Objective. To evaluate the safety of the antimicrobial peptide, lactocin 160. Methods. Lactocin 160, a product of vaginal probiotic Lactobacillus rhamnosus 160 was evaluated for toxicity and irritation. An in vitro human organotypic vaginal-ectocervical tissue model (EpiVaginal) was employed for the safety testing by determining the exposure time to reduce tissue viability to 50% (ET-50).

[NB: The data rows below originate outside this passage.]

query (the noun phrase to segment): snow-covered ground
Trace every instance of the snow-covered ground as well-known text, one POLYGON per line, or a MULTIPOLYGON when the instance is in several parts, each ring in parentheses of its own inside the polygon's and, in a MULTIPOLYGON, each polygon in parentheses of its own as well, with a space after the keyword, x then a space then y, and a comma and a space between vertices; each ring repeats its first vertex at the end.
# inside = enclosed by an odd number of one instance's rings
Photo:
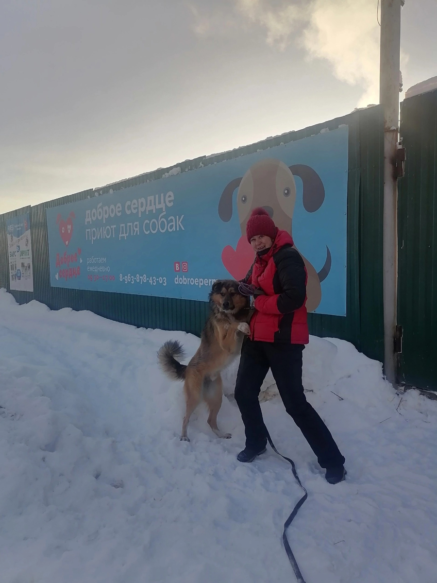
MULTIPOLYGON (((281 540, 301 494, 289 465, 271 450, 237 461, 231 396, 219 415, 231 440, 200 409, 179 441, 182 387, 156 364, 170 338, 190 355, 199 342, 0 291, 2 583, 294 581, 281 540)), ((308 490, 288 531, 307 583, 435 583, 437 402, 397 395, 347 342, 312 338, 304 354, 346 482, 327 483, 278 398, 262 408, 308 490)))

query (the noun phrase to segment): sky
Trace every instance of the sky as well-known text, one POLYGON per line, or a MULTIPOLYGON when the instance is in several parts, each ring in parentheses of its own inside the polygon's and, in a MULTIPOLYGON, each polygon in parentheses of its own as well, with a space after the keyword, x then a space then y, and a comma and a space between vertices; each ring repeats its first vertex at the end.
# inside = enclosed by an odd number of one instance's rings
MULTIPOLYGON (((377 3, 0 0, 0 213, 377 103, 377 3)), ((406 0, 404 89, 436 25, 406 0)))

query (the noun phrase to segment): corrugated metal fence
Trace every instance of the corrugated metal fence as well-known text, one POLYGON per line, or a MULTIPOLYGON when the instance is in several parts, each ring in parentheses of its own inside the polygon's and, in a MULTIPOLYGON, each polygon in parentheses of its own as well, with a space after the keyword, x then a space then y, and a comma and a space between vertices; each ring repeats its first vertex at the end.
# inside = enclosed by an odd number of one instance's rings
POLYGON ((398 203, 400 380, 437 391, 437 90, 406 99, 398 203))
MULTIPOLYGON (((382 189, 383 127, 380 107, 337 118, 297 132, 217 156, 205 156, 177 164, 182 172, 256 152, 318 134, 341 124, 349 127, 347 215, 347 316, 309 316, 310 331, 318 336, 342 338, 353 342, 372 358, 383 356, 382 318, 382 189)), ((29 211, 31 226, 34 292, 12 293, 20 303, 37 300, 51 309, 70 307, 139 326, 185 330, 200 334, 208 306, 205 302, 54 288, 50 286, 45 209, 82 200, 96 194, 157 180, 171 168, 142 174, 110 185, 98 192, 84 191, 31 208, 0 216, 0 286, 9 288, 6 219, 29 211)))

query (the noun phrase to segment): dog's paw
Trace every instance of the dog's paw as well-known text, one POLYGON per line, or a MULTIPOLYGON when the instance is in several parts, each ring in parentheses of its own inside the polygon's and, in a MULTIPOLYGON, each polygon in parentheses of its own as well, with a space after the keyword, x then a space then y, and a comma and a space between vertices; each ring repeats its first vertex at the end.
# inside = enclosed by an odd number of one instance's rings
POLYGON ((238 324, 238 330, 244 334, 251 333, 251 326, 246 322, 240 322, 238 324))

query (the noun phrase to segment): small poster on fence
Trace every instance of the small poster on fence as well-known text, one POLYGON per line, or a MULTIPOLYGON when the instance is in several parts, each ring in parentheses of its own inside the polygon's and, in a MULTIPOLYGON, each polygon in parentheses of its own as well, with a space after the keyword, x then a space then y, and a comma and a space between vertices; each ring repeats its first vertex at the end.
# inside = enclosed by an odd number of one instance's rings
POLYGON ((8 262, 11 290, 33 292, 32 243, 29 215, 6 219, 8 262))

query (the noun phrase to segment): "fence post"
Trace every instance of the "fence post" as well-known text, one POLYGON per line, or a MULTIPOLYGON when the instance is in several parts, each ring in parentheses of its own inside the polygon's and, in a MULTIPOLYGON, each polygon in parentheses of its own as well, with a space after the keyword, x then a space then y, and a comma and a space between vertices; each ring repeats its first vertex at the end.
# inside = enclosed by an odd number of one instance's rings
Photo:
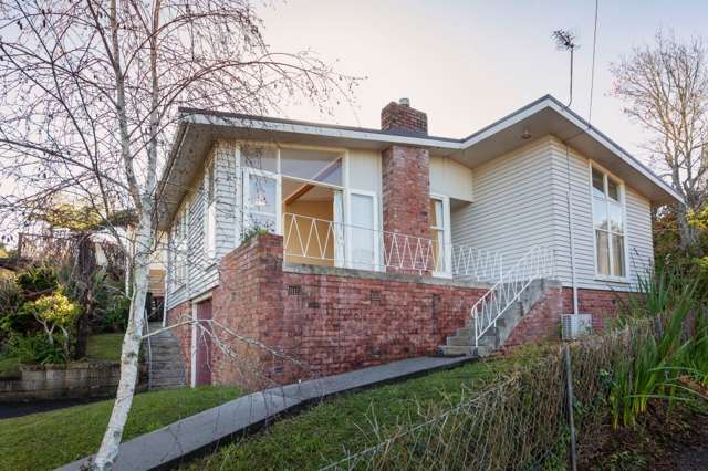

Hemolytic activity of lactocin160 was tested using 8% of human erythrocyte suspension. Susceptibility of lactobacilli to lactocin160 was also studied. Rabbit vaginal irritation (RVI) model was used for an in vivo safety evaluation. Results. The ET-50 value was 17.5 hours for lactocin 160 (4.9 hours for nonoxynol 9, N9). Hemolytic activity of lactocin 160 was 8.2% (N9 caused total hemolysis). Lactobacilli resisted to high concentrations of peptide preparation. The RVI model revealed slight vaginal irritation. An average irritation index grade was evaluated as “none.” Conclusions. Lactocin 160 showed minimal irritation and has a good potential for intravaginal application.